Using Transcriptomic Points of Departure to Determine Compound Toxicity

Conventional concepts of points of departure for adverse effects (e.g., NOAEL/LOAEL) do not translate directly to gene expression data. The benchmark dose approach offers a robust alternative method, and has been adapted to transcriptomics.  Benchmark Dose is a data driven mathematical approach to determine a dose at which a significant change in response is detected. It is applicable to continuous data such as gene expression data where changes in the abundance of gene transcripts can be detected for all genes expressed in a cell using fluorescence detection (as in microarray technology) or via counts of sequenced transcripts per gene (as with RNA-Seq or BioSpyder’s TempO-Seq ligation system). 
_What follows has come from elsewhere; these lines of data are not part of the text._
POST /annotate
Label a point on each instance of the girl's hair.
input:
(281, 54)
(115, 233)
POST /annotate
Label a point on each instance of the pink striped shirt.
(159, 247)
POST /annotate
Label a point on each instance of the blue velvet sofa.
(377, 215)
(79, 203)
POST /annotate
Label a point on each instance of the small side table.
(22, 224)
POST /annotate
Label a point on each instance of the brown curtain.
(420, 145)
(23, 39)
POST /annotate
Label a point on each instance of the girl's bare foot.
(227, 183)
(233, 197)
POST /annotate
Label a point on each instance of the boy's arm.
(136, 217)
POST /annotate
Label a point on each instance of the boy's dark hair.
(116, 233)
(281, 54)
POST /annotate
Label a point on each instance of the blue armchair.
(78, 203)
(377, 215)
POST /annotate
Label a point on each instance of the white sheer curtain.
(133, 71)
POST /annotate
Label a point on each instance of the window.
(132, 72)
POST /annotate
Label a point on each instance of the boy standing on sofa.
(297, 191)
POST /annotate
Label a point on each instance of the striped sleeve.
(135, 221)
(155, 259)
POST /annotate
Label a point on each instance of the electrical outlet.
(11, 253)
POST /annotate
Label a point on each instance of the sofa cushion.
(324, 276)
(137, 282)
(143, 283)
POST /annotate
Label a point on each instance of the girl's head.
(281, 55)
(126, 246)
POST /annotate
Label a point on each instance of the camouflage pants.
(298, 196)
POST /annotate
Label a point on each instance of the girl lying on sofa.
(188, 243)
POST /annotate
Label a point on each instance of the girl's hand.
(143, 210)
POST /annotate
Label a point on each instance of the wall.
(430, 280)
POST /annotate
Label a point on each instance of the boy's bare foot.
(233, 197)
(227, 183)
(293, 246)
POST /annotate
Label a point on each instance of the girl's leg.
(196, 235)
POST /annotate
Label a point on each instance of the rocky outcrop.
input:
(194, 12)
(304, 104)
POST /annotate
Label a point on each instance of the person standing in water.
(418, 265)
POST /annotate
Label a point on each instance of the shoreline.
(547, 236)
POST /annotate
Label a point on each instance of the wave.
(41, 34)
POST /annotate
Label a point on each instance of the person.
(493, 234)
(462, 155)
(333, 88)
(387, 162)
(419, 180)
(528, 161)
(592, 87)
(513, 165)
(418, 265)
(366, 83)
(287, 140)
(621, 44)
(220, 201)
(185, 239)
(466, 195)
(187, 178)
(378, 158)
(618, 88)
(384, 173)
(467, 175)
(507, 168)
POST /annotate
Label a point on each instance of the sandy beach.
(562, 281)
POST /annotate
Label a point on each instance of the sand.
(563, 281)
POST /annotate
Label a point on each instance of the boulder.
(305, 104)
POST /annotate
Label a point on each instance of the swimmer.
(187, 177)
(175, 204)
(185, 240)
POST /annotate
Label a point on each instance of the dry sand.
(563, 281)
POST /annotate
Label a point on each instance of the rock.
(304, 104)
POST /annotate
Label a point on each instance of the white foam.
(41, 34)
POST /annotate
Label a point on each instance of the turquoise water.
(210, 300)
Chemicals with different potencies lead to apical effects at different exposure levels (i.e., have different points of departure, POD). It has been similarly established that compounds with lower points of departure also induce transcriptomic changes at lower concentrations. This observation has led to the concept of the transcriptomic point of departure as a proxy for compound toxicity. The impact of a compound on the transcriptome can be quantitatively determined and used to compare potency (Figure). We are using this concept with clients in applications related to compound screening and down-selection. There are also potential applications in product stewardship, such as alternatives assessment.